OnnxSlim support
inisis opened this issue · comments
inisis commented
Feature request
Hi, we have developed a tool called onnxslim, which can help slim exported onnx model.
pip install onnxslim
# bash
onnxslim raw_onnx_model slimmed_onnx_model --skip_fusion_patterns FusionGelu # low onnxruntime version may not support Gelu.
# python
import onnx
from onnxslim import slim
onnx_model = "your_onnx_model.onnx"
slimmed_model = slim(onnx_model)
onnx.save(slimmed_model, "slimmed_onnx_model.onnx")
Motivation
I want to slim onnx model so we can achieve better performance, I have tested provided cases, and after onnxslim, we can achieve about 3% performance gain.
import time
import requests
from PIL import Image
from optimum.onnxruntime import ORTModelForImageClassification
from transformers import AutoFeatureExtractor
url = "http://images.cocodataset.org/val2017/000000039769.jpg"
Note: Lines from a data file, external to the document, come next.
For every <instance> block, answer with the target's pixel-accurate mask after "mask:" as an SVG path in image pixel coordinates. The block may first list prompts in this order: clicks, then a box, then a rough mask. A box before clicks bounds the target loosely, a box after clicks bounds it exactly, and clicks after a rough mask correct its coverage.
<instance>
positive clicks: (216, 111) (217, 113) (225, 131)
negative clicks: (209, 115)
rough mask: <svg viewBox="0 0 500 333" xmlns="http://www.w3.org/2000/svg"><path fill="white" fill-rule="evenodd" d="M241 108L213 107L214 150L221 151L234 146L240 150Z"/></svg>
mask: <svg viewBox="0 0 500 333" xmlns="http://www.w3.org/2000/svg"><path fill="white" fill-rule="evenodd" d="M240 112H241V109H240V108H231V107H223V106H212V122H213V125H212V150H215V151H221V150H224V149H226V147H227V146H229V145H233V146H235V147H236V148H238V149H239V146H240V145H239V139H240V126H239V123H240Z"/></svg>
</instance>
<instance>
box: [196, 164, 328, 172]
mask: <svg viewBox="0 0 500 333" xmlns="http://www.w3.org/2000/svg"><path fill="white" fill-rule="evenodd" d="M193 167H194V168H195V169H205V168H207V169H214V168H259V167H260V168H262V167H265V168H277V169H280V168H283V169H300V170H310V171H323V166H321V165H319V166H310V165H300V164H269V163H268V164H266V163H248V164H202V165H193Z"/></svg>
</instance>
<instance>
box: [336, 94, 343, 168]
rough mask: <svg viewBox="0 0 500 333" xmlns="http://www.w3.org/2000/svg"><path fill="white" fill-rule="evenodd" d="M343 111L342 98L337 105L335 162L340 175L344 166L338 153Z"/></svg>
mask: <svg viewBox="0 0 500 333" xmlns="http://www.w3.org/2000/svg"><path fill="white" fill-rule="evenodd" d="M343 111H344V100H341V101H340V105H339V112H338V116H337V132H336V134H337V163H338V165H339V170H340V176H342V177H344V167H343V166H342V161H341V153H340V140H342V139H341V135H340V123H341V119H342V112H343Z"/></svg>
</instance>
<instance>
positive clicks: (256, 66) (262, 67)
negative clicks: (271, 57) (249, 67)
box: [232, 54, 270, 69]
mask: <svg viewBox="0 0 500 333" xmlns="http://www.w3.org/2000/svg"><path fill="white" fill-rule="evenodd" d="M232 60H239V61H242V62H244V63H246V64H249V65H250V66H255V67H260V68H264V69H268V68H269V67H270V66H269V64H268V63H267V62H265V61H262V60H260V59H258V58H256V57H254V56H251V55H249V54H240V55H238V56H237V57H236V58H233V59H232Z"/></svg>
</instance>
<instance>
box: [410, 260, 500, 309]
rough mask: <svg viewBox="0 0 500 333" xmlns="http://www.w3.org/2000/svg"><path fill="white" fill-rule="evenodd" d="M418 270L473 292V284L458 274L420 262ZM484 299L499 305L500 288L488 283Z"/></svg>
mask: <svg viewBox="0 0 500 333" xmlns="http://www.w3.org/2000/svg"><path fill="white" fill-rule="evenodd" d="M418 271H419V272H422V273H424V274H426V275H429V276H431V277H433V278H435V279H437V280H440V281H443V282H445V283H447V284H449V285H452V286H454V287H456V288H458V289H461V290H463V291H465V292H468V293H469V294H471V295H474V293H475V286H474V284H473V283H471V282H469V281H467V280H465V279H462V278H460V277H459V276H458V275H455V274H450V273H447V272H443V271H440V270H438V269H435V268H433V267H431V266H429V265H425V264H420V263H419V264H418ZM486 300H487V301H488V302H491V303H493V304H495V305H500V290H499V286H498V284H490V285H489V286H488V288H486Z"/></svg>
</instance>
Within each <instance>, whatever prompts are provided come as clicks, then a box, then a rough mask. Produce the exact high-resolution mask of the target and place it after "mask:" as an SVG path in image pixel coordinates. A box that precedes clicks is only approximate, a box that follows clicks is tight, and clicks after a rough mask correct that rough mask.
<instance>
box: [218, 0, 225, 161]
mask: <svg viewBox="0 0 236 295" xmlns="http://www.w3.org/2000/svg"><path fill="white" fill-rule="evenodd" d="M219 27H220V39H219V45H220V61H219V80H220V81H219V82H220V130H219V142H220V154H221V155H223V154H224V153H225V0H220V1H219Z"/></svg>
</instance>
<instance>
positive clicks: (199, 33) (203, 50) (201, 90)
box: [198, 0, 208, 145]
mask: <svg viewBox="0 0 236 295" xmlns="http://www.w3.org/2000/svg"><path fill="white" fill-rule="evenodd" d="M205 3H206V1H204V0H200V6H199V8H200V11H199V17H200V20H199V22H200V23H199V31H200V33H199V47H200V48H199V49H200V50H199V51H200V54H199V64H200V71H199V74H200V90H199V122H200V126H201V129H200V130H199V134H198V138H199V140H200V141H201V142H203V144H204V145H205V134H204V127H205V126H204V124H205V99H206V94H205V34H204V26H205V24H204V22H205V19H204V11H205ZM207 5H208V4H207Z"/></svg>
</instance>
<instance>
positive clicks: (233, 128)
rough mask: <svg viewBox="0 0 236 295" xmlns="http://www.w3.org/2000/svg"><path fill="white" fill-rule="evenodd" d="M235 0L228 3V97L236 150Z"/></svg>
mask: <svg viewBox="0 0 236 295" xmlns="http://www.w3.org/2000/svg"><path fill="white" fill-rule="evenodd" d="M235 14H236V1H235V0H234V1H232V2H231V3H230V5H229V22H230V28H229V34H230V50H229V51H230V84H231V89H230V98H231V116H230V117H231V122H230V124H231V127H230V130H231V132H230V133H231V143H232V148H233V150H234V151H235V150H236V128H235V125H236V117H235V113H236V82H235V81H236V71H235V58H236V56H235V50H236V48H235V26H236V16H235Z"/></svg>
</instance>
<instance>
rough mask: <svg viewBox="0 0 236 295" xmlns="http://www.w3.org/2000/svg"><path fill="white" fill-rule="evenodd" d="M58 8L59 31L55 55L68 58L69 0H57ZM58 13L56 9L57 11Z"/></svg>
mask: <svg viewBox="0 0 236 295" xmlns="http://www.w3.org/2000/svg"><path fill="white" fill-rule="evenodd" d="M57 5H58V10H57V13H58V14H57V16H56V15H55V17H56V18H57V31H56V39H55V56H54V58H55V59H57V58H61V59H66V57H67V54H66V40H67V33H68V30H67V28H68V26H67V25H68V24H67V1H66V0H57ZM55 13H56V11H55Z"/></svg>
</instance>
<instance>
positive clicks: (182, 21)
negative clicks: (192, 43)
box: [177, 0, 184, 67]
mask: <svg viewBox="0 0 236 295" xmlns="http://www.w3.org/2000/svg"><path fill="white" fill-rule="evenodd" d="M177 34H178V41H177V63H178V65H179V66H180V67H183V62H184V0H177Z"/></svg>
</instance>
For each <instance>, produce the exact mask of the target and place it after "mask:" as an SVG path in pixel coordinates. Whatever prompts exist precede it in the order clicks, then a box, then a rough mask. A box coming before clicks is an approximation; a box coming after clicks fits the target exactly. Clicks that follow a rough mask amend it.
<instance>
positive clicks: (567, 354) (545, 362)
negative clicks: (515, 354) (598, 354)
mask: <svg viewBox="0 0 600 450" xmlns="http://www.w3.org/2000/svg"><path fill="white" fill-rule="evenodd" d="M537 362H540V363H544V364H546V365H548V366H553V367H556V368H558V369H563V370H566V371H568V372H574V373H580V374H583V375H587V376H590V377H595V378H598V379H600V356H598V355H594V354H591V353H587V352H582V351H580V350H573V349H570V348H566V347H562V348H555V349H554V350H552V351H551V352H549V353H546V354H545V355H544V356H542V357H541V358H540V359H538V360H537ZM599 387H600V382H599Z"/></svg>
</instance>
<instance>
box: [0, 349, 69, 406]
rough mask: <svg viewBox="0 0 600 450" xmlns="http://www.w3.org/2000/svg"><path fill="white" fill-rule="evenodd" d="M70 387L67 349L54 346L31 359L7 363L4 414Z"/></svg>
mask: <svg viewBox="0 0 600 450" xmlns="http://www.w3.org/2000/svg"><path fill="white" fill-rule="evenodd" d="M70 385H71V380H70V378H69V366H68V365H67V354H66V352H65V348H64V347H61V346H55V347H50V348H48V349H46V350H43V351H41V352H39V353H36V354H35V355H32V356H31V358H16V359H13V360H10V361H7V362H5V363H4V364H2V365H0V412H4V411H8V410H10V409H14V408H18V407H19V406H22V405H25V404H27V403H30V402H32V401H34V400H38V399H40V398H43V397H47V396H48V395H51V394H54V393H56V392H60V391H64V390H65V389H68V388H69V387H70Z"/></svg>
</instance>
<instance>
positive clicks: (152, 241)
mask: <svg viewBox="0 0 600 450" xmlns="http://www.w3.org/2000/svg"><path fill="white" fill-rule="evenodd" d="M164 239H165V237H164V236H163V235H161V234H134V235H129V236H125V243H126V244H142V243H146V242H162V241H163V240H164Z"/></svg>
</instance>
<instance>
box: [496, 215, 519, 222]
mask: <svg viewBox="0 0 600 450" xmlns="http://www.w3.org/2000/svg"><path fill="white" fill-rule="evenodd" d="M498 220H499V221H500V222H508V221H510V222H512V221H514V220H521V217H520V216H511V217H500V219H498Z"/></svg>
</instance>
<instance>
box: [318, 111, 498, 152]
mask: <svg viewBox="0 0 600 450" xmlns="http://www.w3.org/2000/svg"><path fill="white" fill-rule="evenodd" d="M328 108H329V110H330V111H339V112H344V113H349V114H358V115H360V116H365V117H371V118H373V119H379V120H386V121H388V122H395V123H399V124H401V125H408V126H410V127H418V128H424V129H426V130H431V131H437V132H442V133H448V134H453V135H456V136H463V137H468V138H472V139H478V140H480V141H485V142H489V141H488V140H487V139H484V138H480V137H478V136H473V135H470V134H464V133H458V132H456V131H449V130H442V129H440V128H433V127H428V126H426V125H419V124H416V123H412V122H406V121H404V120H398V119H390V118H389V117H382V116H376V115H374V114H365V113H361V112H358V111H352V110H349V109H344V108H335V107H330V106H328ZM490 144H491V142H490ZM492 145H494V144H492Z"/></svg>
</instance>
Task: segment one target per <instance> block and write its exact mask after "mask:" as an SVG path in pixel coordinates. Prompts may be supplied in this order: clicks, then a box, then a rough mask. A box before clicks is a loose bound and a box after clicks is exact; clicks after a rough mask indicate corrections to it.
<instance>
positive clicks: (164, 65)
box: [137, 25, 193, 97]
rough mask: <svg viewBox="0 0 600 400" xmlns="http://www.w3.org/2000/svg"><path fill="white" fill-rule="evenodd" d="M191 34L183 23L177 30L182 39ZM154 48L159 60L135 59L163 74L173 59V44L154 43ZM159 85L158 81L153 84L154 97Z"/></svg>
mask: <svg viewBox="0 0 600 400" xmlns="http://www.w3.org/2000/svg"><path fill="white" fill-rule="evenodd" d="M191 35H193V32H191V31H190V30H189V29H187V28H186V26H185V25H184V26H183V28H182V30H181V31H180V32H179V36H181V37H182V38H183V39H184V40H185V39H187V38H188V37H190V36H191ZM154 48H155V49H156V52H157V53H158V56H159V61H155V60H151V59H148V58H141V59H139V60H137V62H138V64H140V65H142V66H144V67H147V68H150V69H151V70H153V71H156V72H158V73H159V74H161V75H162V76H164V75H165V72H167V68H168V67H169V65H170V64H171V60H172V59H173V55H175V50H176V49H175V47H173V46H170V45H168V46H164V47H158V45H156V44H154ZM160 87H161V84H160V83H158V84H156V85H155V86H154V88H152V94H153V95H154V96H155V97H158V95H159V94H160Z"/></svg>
image = Image.open(requests.get(url, stream=True).raw)
preprocessor = AutoFeatureExtractor.from_pretrained("optimum/vit-base-patch16-224")
model = ORTModelForImageClassification.from_pretrained("optimum/vit-base-patch16-224")
inputs = preprocessor(images=image, return_tensors="pt")
warmup_runs = 5
actual_runs = 100
for _ in range(warmup_runs):
outputs = model(**inputs)
# Actual timing phase
start_time = time.time()
for _ in range(actual_runs):
outputs = model(**inputs)
end_time = time.time()
# Calculate average time per run
total_time = end_time - start_time
average_time_per_run = total_time / actual_runs
print("Average time per run: {:.6f} seconds".format(average_time_per_run))
logits = outputs.logits
with slimmed model: Average time per run: 0.246237 seconds
without slimmed model: Average time per run: 0.253707 seconds
Your contribution
I can submit a pr, and help slim existed onnx models.